There is something vivid about moments spent bonding in the spaces provided by a certain kind of restaurant that cannot be exaggerated.

This is why “Home Meal Replacement” and carry-out have only been small profit centers for most restaurants. It’s those tables that make your restaurant valuable. In a lot of cases, your delicious food that you spent months researching in the test kitchen and thousands maybe millions bringing to market is nothing more than rent.

People agree to pay the rent and eat the food just so they can sit there in your place of business.

Those renters who have Big Moments are fans for life. They develop a love and an attachment that goes beyond anything you could reasonably ask.

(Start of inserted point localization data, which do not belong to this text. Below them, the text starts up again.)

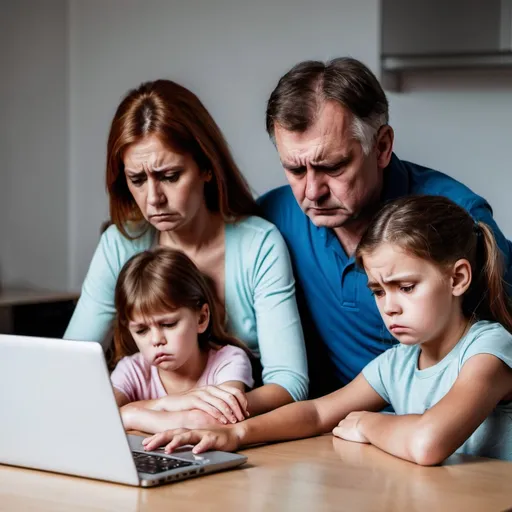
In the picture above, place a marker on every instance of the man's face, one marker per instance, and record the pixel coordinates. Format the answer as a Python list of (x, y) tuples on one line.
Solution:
[(331, 178)]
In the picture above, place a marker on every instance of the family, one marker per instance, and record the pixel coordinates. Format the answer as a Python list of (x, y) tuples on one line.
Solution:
[(368, 297)]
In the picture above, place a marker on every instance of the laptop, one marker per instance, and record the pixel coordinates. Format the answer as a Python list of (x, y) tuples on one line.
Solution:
[(58, 413)]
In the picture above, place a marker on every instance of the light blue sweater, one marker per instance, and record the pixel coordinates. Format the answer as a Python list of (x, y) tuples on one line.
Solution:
[(259, 297), (396, 378)]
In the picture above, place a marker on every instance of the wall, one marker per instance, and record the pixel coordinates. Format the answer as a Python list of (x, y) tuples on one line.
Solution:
[(66, 65), (230, 53), (34, 143), (460, 123)]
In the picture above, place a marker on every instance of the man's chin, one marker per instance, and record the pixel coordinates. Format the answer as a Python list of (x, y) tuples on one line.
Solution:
[(328, 221)]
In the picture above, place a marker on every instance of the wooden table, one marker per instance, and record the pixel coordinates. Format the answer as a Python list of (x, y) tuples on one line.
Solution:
[(315, 474)]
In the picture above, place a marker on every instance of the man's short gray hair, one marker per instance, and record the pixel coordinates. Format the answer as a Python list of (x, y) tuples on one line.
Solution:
[(295, 102)]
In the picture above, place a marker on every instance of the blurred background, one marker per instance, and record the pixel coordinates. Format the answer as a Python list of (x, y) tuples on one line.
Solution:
[(65, 64)]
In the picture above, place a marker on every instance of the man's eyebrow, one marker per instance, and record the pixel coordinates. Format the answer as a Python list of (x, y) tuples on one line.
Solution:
[(289, 165), (332, 164)]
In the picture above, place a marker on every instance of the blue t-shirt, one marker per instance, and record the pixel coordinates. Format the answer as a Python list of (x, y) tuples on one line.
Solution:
[(259, 291), (394, 375), (339, 313)]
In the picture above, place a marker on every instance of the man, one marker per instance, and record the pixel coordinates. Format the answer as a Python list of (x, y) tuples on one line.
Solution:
[(329, 122)]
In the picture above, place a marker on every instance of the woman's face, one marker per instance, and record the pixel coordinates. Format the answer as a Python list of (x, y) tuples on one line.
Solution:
[(167, 186)]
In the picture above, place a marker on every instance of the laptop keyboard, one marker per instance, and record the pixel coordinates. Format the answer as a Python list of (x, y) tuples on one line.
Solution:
[(153, 464)]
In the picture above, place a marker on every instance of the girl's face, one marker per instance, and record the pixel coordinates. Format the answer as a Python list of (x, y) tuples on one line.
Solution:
[(169, 340), (416, 299)]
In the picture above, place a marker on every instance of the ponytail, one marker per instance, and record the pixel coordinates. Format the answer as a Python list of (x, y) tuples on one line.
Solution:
[(493, 303)]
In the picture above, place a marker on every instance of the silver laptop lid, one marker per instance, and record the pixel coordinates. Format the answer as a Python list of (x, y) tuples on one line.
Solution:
[(58, 410)]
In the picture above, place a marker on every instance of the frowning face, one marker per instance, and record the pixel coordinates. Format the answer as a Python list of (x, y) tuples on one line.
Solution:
[(167, 186)]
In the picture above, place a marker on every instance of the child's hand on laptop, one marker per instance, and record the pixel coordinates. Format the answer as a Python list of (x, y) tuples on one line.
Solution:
[(224, 438), (227, 404)]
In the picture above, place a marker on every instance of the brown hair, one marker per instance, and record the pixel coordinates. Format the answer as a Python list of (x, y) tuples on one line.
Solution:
[(438, 230), (181, 121), (163, 280), (295, 102)]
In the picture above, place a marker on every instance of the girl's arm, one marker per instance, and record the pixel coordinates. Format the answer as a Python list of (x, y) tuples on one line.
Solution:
[(293, 421), (147, 420), (431, 437)]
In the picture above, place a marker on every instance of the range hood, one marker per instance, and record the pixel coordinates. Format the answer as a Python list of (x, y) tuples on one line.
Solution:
[(444, 34)]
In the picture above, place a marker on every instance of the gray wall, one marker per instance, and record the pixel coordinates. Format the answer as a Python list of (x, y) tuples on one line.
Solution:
[(34, 143), (73, 60), (461, 124), (230, 53)]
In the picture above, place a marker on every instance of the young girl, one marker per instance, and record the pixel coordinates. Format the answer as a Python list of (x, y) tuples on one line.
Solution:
[(177, 366), (436, 277)]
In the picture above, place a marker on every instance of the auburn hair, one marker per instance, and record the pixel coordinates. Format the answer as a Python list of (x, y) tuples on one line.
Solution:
[(177, 116)]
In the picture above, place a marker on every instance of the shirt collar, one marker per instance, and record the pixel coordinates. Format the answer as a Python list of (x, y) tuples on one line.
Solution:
[(396, 180)]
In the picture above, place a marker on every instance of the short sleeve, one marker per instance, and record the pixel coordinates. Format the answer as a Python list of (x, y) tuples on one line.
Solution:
[(126, 379), (232, 364), (378, 371), (280, 337), (489, 338)]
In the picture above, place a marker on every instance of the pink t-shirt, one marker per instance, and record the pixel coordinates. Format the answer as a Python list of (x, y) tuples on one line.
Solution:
[(139, 380)]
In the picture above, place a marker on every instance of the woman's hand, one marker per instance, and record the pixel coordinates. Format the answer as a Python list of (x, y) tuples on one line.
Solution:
[(225, 403), (348, 428), (223, 438)]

So why don’t more restaurants actively promote or enable these moments?

Sonic does a good job suggesting it (even better when the campaign featured three or four different recurring pairs of customers enjoying their time in the car instead of just the two guys). Olive Garden does such a ham-fisted job of falsely, manipulatively evoking restaurant-table-camaraderie it’s become a punchline.

Friday’s does a good job with its kid menus, encouraging parents and kids to relate to each other.

But this is an area that could stand more deliberate leveraging, in my opinion.

The Fellowship of the Table.

Okay, not literally.

That’s not how you throw a chair, Applebee’s.

My wife was actually at the IU game where Coach “Anger Issues” Knight threw that infamous chair. It was a childish thing to do, but he was The General and the tolerance in the mid-80s was way, way, way more than zero, so he got by with it.

I guess it’s okay to joke about now, since he’s a harmless senior citizen.

Whatever. He’s not the first person to misbehave in the state of Indiana and turn it into something to talk about for money.

What I will say is this: when a brand starts borrowing old jokes from randomly placed mini-celebrities to sell its $20 Bourbon Street whatever-they-saids, I think they have abandoned any hope of figuring out what makes them different from everybody else. We might enjoy visiting with the celebs and mini-celebs, but whatever implied endorsement they make is pretty irrelevant, and in the end all it does it make you say, “Did you see Knight in that ad? It was for a restaurant or something.”

I think Applebee’s current agency—a talented bunch of people, by reputation—started out trying to position them with at least a clear point of view.

But those days are gone. Apparently.

So many of these big chains struggle to come up with a clear strategy, an “own-able” voice, and a promise that separates them in some way from the next restaurant on the strip by the mall.

So they do a temporary fix. They bask mildly in some other entity’s glow. In the old days we called this “borrowed interest.”

By the way, friend of the blog Eric pointed out that this ad also borrows interest (noticeable if you’re one of the 15 million who viewed this stupid thing) of the following meme bait.

Advice? Do not invest any time in the preceding YouTube video. I’d sooner have you put on the 10-hour loop of Nyan cat. It’s way more enjoyable. (Fun note: I went to get the link for Nyan cat and there was a :15-second ad for Olive Garden right before the ten endless hours begins. Who’s borrowing whose interest, now?)